Bunun sonucunda işgücü maliyetleri yükselen şirketler bu fiyatları ürünlere yansıtır. Enflasyon artışı kaçınılmaz olur. Ancak 1973’teki petrol krizi literatürde taht kuran Phillips eğrisinin tersine, yüksek işsizlik ve yüksek enflasyonun aynı anda varolabileceğini ortaya çıkardı. Böylelikle Phillips eğrisinin her koşulda doğru olmadığı durum olan stagflasyon terimi literatüre kazandırıldı. Uludağ Üniversitesi Öğretim Üyesi Doç. Dr. Yüksel Okşak, Phillips eğrisinin geçerliliğini yitirmesini doğduğu dönemdeki şartlara bağlıyor. O dönemde Bretton woods sisteminin geçerli olduğuna değinen Okşak, dünyada 1 ons altının 35 dolara eşit olduğu tek bir fiyat politikası yürütüldüğünü söylüyor. Yani ekonomik araçların ve değişkenlerin bu kadar kısıtlı olduğu bir dönemde üretilen Phillips’in, bugünü yorumlayamayacağı sonucuna ulaşılıyor.
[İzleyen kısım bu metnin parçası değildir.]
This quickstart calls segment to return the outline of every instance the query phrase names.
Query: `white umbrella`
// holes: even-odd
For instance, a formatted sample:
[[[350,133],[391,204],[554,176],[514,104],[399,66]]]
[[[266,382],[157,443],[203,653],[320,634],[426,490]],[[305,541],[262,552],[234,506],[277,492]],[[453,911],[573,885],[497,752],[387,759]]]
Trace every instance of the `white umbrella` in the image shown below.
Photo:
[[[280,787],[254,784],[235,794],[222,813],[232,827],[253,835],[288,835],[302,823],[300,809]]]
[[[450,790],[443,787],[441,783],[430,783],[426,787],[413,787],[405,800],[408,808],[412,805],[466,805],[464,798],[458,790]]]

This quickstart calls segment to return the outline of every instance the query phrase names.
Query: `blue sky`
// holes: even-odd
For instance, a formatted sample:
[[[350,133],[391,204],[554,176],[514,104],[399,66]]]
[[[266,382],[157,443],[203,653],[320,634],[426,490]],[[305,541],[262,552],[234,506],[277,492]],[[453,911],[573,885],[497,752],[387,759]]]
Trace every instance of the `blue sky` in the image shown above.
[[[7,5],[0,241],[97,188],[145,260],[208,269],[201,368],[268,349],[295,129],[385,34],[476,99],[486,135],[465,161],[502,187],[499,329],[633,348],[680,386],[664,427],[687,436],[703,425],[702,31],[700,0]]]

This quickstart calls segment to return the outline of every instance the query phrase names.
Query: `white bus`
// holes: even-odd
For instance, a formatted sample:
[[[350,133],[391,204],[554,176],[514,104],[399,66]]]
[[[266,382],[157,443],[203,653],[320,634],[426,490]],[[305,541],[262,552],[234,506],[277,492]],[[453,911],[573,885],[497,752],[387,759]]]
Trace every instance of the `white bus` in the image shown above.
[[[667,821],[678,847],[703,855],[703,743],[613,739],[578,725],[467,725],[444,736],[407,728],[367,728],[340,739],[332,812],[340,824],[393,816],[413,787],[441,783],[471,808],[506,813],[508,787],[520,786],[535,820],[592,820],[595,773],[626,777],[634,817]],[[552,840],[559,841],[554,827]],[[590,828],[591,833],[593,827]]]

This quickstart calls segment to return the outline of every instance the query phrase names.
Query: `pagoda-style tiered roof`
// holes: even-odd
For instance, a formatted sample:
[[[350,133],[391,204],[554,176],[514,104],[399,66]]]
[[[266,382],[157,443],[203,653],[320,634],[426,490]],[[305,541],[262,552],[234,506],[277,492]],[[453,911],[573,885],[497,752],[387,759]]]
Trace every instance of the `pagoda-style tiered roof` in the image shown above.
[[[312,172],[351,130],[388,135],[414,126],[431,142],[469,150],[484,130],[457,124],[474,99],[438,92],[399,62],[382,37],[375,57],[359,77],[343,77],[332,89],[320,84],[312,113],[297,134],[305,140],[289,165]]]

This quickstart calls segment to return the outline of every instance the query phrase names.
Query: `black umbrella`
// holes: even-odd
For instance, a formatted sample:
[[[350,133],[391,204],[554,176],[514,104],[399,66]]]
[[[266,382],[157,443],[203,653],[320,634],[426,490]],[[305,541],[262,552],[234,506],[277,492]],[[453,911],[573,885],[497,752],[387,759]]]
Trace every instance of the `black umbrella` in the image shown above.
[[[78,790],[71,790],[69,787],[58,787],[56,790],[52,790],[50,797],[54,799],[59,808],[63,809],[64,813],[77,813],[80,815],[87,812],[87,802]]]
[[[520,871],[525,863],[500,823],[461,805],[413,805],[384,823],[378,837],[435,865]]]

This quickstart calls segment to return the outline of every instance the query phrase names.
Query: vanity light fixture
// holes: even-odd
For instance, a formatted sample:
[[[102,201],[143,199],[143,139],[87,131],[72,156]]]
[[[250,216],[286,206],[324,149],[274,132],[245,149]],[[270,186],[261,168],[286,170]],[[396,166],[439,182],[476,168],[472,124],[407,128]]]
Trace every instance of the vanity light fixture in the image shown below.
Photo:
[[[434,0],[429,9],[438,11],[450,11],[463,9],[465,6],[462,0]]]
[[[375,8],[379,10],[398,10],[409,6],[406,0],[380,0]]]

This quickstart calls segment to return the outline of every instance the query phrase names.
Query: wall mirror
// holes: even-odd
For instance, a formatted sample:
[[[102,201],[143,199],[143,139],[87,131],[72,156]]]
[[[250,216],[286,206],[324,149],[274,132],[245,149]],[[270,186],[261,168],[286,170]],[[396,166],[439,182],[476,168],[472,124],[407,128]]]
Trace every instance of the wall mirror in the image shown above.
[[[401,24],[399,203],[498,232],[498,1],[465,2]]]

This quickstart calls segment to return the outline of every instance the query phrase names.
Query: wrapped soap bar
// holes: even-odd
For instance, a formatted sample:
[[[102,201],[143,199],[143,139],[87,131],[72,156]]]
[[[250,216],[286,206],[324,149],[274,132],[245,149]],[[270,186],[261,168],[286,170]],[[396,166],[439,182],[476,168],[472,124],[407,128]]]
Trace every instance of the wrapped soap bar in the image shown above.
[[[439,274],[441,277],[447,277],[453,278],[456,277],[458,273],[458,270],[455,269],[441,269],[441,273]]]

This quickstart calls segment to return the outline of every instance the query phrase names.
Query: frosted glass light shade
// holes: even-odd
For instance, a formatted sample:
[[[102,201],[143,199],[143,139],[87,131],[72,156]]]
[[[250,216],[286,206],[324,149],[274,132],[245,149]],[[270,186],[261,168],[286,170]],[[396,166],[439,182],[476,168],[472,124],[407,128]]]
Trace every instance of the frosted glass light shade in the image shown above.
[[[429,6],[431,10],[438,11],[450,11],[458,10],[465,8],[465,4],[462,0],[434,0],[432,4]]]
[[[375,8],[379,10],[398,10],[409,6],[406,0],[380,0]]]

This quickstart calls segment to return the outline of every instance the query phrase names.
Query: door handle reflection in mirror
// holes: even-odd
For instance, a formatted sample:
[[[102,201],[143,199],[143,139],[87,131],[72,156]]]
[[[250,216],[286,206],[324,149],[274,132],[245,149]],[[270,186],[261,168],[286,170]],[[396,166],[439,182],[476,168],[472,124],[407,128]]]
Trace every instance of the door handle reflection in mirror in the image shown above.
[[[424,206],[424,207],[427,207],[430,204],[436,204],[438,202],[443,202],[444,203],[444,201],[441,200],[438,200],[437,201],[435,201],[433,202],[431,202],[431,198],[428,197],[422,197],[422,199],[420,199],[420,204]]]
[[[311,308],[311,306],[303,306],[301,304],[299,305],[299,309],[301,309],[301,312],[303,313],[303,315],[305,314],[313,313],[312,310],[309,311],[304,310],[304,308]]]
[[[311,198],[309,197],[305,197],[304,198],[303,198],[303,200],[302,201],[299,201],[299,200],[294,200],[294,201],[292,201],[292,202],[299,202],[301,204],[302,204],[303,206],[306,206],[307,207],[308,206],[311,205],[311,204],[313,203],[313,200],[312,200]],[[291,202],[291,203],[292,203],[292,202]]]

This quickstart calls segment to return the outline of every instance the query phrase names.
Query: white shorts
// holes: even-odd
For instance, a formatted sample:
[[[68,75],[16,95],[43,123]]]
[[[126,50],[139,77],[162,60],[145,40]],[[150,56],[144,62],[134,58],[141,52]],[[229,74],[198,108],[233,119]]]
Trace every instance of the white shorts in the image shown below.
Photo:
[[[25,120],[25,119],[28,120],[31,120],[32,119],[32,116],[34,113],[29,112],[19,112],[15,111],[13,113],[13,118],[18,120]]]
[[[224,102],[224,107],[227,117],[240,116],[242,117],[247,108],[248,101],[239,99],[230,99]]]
Okşak bu konuyla ilgili, bugün çok değişkenli bir ekonomi dünyasındayken, teoriyi bozan istisnaların elbet olacağını belirtiyor. Phillips’i Türkiye’ye entegre ederek örnek veren Okşak, bu teorinin ülkemizde 2000’li yıllar öncesi geçerli olduğunu savunuyor. Enflasyon oranı ve işsizlik arasında negatif korelasyon olduğunu o dönemlerden sonra Türkiye’de enflasyon ve işsizlik arasındaki ilişkinin zayıfladığını söylüyor. Kısacası 2000’li yıllarda bu teorinin Türkiye’de bir miktar etkinsizleştiğine değinen Okşak, bu durum stagflasyon riskini tetikleyen bir unsur diyor.